Há algo de intrinsecamente revolucionário na capacidade humana de nomear o indizível, de dar forma verbal àquilo que antes era apenas uma sombra informe no inconsciente coletivo. É através da palavra que confrontamos o caos, que delimitamos o incompreensível e, assim, abrimos caminho para a análise e, quem sabe, para a superação. No contexto de certas aflições sociais, esse ato se torna uma bússola moral.
Quando nos debruçamos sobre os textos de Freud, sob a lente crítica de quem compreende as dinâmicas patriarcais, percebemos que a violência, muitas vezes velada ou naturalizada, reside no cerne da constituição da ordem que chamamos de falopatriarcal. Não se trata de uma exceção, mas de um princípio estruturante, um legado que se perpetua através das gerações, moldando relações e subjetividades de maneira insidiosa.
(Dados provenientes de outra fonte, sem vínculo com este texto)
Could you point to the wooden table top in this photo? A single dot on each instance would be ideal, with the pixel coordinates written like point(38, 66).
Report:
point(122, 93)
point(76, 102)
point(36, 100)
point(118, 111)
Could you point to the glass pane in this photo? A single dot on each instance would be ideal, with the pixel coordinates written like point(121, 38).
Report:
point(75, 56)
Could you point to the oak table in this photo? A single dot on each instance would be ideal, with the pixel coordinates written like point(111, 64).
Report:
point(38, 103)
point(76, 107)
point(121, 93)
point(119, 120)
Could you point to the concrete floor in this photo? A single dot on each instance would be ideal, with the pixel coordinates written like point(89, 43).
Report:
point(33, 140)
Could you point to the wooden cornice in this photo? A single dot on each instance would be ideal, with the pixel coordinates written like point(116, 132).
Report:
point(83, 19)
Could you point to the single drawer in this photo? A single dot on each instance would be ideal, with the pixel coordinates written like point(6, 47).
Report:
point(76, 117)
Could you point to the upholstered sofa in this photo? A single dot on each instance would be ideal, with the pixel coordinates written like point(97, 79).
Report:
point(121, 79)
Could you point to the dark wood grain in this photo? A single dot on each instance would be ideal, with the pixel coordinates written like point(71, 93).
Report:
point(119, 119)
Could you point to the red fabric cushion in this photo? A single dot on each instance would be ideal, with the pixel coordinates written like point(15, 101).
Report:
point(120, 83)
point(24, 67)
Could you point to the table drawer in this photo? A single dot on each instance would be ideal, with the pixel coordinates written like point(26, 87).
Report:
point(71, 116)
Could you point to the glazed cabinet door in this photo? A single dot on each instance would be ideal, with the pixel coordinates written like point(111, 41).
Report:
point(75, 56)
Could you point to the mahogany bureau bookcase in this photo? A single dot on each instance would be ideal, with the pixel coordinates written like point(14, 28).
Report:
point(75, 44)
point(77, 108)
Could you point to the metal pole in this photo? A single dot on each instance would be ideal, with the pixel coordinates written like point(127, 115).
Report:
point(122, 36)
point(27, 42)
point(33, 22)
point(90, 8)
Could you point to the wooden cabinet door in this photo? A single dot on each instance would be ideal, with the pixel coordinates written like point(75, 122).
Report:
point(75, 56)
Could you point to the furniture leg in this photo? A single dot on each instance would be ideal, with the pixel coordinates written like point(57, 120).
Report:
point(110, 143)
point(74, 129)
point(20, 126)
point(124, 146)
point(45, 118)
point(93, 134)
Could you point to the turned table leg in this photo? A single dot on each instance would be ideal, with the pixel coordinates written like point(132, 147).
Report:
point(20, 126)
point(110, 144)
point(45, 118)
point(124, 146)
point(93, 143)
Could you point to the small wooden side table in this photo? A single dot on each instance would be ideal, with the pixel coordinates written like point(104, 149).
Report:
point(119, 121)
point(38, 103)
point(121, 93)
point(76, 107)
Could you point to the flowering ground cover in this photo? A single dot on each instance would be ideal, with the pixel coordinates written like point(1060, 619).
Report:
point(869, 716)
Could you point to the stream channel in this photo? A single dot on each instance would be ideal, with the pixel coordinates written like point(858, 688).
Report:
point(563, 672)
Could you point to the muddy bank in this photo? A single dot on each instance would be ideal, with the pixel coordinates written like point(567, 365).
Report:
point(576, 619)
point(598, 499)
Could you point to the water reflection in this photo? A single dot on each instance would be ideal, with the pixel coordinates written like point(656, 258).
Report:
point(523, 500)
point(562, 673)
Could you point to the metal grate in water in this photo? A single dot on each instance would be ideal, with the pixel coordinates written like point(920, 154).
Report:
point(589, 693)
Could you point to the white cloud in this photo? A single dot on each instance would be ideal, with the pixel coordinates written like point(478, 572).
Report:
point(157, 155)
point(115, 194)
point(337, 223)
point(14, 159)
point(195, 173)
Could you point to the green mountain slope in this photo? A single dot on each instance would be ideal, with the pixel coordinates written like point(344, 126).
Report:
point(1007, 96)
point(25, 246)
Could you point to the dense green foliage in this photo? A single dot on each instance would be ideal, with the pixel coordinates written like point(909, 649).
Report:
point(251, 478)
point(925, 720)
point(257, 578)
Essa reinterpretação se torna vital, quase uma exigência imperativa, em um tempo em que assistimos à instrumentalização política do machismo, que não só ressurge, mas se fortalece como ferramenta de controle e exclusão. Vemos o alarmante agravamento da violência contra não-homens, uma realidade que clama por uma resposta contundente. É imperioso, portanto, nomear a violência de gênero para melhor tratá-la, pois o silêncio é o seu maior cúmplice.
O simples ato de designar, de chamar as coisas pelo que são, arranca-as da névoa da indiferença e da aceitação tácita. Dar um nome a um fenômeno de tamanha complexidade não é apenas uma formalidade linguística; é um passo decisivo para tirá-lo do reino do particular e inseri-lo na esfera do público, do discutível, do transformável. É o primeiro passo para o reconhecimento da ferida, para a legitimação do sofrimento.
Não por acaso, há uma resistência generalizada a esse processo de nomeação, manifestada em eufemismos, em minimizações ou na simples negação. Chamar a violência de gênero pelo seu nome implica reconhecer a dimensão estrutural do problema, e não apenas suas manifestações individuais, o que desacomoda privilégios e desafia paradigmas que muitos preferem não questionar, agarrando-se a uma status quo confortável.
Aqui, a psicanálise, mais do que uma clínica individual, revela seu potencial como ferramenta de análise social. Ao nos oferecer as chaves para decifrar os mecanismos do inconsciente, da repressão e das formações de compromisso, ela nos equipa para entender as raízes profundas dessa violência, abrindo novos caminhos não apenas para o consultório, mas para a intervenção crítica na vida pública, ajudando a nomear a violência de gênero para melhor tratá-la.
É um testemunho da nossa capacidade de evolução coletiva que, ao perscrutar as origens e as perpetuações da violência através da linguagem, possamos vislumbrar um futuro onde a sua presença seja menos um pilar e mais uma cicatriz histórica. A precisão do termo é o bisturi que expõe a doença, e só então a verdadeira cura pode começar.